For details on thesys/saveasandnotifyparameters, see Save as and Message notifications.
Parameter reference
Clip parameters
Clip parameters are set per /pre or /sur segment. They control which portion of each clip is used before concatenation.
| Parameter | Type | Required | Description |
|---|---|---|---|
o | string | Yes | The OSS object name of the clip. Must be Base64 URL-safe encoded. |
ss | int | No | Start offset within the clip, in milliseconds. 0 (default) starts from the beginning. |
t | int | No | Duration to use from the clip, in milliseconds. 0 (default) uses the clip to the end. |
Transcoding parameters
Transcoding parameters are set at the action level (video/concat,...) and control the output file encoding.
Video
| Parameter | Type | Required | Description |
|---|---|---|---|
ss | int | No | Transcoding start time for the source video, in milliseconds. 0 (default) starts from the beginning. |
t | int | No | Transcoding duration for the source video, in milliseconds. 0 (default) continues to the end. |
f | string | Yes | Output container format. Valid values: mp4, mkv, mov, asf, avi, mxf, ts, flv, webm. |
vcodec | string | Yes | Video codec. Valid values: h264, h265, vp9. mxf and flv do not support h265. |
vn | int | No | Disable the video stream. 0 (default) keeps the video stream. 1 disables it. |
fps | float | No | Output frame rate. Range: 0–240. Defaults to the frame rate of the source video selected by align. |
fpsopt | int | No | Frame rate option when a source clip's frame rate is less than fps. 0: always use target fps. 1: use the lowest source fps. 2: fail the task. Requires fps. |
pixfmt | string | No | Pixel format. Defaults to the format of the source video selected by align. Valid values: yuv420p, yuva420p, yuv420p10le, yuv422p, yuv422p10le, yuv444p, yuv444p10le. |
s | string | No | Output resolution in w x h format. Width and height must be multiples of 2, in the range 64–4096. Example: 1920x1080. |
sopt | int | No | Resolution option when a source clip's resolution is smaller than s. 0: always use target resolution. 1: use the smallest source resolution. 2: fail the task.

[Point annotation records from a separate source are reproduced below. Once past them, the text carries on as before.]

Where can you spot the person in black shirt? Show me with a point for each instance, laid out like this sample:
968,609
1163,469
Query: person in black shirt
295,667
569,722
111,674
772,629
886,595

Requires s. |
scaletype | string | No | Scaling method. stretch (default): stretch to fill. crop: scale and crop. fill: scale and pad with black bars. fit: scale to fit, no padding. |
arotate | int | No | Auto-rotate resolution based on video orientation metadata. 0 (default): off. 1: on. |
g | int | No | Group of Pictures (GOP) size. Default: 150. Range: 1–100000. |
vb | int | No | Video bitrate, in bps. Range: 10000–100000000. Mutually exclusive with crf. |
vbopt | int | No | Video bitrate option when a source clip's bitrate is less than vb. 0: always use target bitrate. 1: use the lowest source bitrate. 2: fail the task. Requires vb. |
crf | float | No | Constant rate factor (CRF). Range: 0–51. Lower values produce higher quality. Recommended range: 18–38. Mutually exclusive with vb. |
maxrate | int | No | Maximum bitrate, in bps. Default: 0. Range: 10000–100000000. Requires crf. |
bufsize | int | No | Buffer size, in bits. Default: 0. Range: 10000–200000000. Requires crf. |
Audio
| Parameter | Type | Required | Description |
|---|---|---|---|
acodec | string | Yes | Audio codec. Valid values: mp3, aac, flac, vorbis, ac3, opus, pcm. See codec compatibility notes below. |
an | int | No | Disable the audio stream. 0 (default) keeps the audio stream. 1 disables it. |
ar | int | No | Audio sample rate, in Hz. Defaults to the sample rate of the source video selected by align. Valid values: 8000, 11025, 12000, 16000, 22050, 24000, 32000, 44100, 48000, 64000, 88200, 96000. |
ac | int | No | Number of audio channels. Range: 1–8. Defaults to the channel count of the source video selected by align. |
ab | int | No | Audio bitrate, in bps. Range: 1000–10000000. Mutually exclusive with aq. |
abopt | string | No | Audio bitrate option when a source clip's audio bitrate is less than ab. 0 (default): always use target bitrate. 1: use the lowest source bitrate. 2: fail the task. Requires ab. |
aq | int | No | Audio quality. Range: 0–100. Mutually exclusive with ab. |
adepth | int | No | Audio bit depth. Valid values: 16, 24. Valid only when acodec is flac. |
align | int | No | Index of the video in the concatenation list to use as the default source for transcoding parameters (frame rate, resolution, sample rate, channel count). Default: 0 (the first clip in the list). |
Codec and container compatibility:
| Container | Unsupported codecs |
|---|---|
mp4 | pcm |
mov | flac, opus |
asf | opus |
avi | opus |
mxf | All audio codecs except pcm (audio); h265 (video) |
ts | flac, vorbis, amr, pcm |
flv | flac, vorbis, amr, opus, pcm |
mxf, flv | h265 (video codec) |
Audio codec sample rate and channel constraints:
| Codec | Sample rate constraints | Channel constraints |
|---|---|---|
mp3 | 48000 Hz and below only | Mono or stereo only |
opus | 8000, 12000, 16000, 24000, 48000 Hz | — |
ac3 | 32000, 44100, 48000 Hz | Up to 6 channels (5.1) |
amr | 8000, 16000 Hz only | Mono only |
Segmenting parameters
Use the /segment action to split the concatenated output into HLS (HTTP Live Streaming) or DASH (Dynamic Adaptive Streaming over HTTP) segments. Segmenting supports only mp4 and ts containers.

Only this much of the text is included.